Legal basis for processing

  • Contact form data: your consent (Art. 6(1)(a) GDPR), given by voluntarily submitting the form
  • Technical and security data: our legitimate interest in protecting the website from abuse (Art. 6(1)(f) GDPR)
  • Branding brief data: pre-contractual steps at the request of the data subject (Art. 6(1)(b) GDPR), given by voluntarily submitting the brief form
  • Cloudflare Turnstile: our legitimate interest in protecting this website from automated abuse (Art. 6(1)(f) GDPR)

Your rights

Under GDPR you have the following rights:

  • Access the personal data we hold about you (Art. 15 GDPR)
  • Request correction of inaccurate or incomplete data (Art. 16 GDPR)
  • Request deletion of your personal data (Art. 17 GDPR)
  • Request restriction of processing (Art. 18 GDPR)
  • Receive your data in a portable format (Art. 20 GDPR)
  • Object to processing based on our legitimate interest (Art. 21 GDPR)
  • Withdraw consent at any time without affecting the lawfulness of processing before withdrawal (Art. 7(3) GDPR)
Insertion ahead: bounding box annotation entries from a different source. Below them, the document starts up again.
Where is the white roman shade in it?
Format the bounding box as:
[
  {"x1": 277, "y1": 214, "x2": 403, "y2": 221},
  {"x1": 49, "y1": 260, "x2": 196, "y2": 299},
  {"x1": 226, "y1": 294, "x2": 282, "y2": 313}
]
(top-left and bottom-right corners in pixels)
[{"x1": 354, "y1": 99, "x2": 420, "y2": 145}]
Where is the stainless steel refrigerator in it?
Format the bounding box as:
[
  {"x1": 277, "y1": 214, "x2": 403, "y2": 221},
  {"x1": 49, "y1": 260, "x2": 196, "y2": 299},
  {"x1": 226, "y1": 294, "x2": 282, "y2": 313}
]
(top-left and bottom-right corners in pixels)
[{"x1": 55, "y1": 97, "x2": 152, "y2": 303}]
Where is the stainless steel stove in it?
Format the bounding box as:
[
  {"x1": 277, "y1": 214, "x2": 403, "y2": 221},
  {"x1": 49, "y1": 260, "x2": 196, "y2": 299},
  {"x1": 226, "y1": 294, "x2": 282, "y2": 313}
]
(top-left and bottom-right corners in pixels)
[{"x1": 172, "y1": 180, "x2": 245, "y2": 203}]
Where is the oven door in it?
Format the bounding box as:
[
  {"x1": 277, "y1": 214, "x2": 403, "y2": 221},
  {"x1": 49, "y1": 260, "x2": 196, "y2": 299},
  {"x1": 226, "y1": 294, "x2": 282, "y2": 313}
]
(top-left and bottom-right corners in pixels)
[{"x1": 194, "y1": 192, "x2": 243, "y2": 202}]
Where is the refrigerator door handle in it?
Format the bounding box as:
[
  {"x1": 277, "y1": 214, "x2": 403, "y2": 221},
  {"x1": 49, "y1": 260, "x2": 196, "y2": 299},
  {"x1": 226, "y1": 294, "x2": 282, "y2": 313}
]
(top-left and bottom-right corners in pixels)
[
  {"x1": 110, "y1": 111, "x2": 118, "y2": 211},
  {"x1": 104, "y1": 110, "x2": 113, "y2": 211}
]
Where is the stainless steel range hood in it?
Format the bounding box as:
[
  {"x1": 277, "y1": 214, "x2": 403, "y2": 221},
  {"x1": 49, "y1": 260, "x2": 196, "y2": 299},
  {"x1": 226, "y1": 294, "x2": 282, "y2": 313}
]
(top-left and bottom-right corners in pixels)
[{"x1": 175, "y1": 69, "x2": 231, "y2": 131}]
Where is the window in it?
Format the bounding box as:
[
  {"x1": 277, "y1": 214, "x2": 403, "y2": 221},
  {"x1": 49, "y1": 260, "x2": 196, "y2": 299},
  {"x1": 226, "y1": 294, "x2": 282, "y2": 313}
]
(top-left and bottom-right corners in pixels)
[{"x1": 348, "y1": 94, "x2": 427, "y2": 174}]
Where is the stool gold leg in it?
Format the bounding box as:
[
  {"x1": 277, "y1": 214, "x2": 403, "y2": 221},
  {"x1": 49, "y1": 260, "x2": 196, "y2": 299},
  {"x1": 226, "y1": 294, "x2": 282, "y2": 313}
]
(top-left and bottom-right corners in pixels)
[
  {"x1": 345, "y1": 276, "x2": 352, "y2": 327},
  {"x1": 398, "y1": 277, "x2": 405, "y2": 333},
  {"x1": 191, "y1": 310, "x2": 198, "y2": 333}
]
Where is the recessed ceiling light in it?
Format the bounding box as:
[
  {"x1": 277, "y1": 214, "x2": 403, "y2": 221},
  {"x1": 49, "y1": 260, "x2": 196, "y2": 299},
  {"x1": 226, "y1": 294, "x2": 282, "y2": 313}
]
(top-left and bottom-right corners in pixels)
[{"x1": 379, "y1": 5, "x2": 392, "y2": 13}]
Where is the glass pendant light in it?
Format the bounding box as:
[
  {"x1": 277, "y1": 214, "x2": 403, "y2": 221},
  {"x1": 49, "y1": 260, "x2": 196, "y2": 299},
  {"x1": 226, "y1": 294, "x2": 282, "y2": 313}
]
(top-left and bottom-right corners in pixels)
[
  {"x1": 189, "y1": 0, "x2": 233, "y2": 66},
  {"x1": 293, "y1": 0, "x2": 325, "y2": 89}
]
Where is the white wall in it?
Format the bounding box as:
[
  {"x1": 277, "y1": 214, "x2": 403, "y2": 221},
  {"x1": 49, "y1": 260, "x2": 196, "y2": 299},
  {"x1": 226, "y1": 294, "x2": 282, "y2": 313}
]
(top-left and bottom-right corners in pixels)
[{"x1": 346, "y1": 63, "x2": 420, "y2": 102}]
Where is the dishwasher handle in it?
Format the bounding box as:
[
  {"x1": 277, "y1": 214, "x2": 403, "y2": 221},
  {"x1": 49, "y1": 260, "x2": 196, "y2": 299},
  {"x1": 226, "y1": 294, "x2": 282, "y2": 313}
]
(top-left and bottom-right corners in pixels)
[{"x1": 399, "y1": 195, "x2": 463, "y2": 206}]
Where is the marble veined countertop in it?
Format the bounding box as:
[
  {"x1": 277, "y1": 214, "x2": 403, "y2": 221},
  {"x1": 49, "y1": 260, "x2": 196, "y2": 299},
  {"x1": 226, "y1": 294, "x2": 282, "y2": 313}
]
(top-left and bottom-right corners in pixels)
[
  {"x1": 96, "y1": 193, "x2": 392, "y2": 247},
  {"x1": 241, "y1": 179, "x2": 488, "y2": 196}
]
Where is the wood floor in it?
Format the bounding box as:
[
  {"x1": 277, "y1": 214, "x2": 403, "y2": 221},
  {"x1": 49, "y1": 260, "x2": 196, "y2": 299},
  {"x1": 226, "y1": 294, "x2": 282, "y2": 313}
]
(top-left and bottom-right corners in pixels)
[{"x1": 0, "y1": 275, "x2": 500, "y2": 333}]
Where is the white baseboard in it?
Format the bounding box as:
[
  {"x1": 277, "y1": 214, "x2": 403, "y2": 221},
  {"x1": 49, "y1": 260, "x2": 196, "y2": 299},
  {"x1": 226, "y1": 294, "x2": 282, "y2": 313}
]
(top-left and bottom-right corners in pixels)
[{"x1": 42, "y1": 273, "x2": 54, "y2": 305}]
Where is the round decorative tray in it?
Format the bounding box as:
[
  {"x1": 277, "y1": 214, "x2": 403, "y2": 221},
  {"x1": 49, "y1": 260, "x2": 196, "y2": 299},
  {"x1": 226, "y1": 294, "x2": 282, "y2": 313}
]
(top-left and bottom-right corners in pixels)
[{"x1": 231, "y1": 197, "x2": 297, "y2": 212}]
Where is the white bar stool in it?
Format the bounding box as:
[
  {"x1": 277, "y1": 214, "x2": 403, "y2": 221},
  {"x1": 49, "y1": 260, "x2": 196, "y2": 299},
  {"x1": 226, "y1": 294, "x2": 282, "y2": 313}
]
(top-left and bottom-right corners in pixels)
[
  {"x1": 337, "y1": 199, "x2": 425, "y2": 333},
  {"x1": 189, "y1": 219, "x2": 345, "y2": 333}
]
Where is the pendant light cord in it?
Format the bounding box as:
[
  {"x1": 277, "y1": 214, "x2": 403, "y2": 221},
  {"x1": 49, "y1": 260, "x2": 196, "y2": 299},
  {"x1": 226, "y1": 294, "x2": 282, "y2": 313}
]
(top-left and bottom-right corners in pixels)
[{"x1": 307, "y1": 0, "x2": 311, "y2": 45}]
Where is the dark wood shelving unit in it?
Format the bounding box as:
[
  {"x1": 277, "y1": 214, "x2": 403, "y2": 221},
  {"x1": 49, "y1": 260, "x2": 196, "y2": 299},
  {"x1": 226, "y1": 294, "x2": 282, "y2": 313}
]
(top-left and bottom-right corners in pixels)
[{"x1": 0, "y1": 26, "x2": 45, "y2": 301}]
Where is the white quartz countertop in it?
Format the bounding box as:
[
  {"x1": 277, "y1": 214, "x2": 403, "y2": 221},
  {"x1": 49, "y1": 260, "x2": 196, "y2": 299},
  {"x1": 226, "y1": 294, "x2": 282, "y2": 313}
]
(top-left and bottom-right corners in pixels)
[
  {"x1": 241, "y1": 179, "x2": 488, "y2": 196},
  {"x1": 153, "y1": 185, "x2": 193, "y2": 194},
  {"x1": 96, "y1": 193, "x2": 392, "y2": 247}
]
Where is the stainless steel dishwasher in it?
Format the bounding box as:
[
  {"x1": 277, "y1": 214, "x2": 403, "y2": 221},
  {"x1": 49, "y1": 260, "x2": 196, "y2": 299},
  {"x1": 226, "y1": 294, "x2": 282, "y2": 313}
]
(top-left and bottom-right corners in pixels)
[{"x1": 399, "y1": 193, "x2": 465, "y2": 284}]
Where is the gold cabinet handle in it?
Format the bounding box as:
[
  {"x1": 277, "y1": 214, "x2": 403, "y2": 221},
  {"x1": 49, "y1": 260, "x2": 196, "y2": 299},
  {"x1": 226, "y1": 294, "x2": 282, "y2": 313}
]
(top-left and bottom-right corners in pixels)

To exercise any of these rights or to withdraw consent, contact us at . We will respond within 30 days.

You also have the right to lodge a complaint with the Romanian data protection authority:

ANSPDCP
Bulevardul General Gheorghe Magheru 28-30, Sector 1, București 010336
anspdcp@dataprotection.ro
Tel: +40 318 059 211
dataprotection.ro

Changes to this policy

We may update this policy occasionally. The date at the top of this page reflects the most recent revision.

Who we are

Optimacad SRL, Calea Nationala 107, Botosani, Romania, 710061.
Optimacad SRL is the data controller for personal data collected through this website.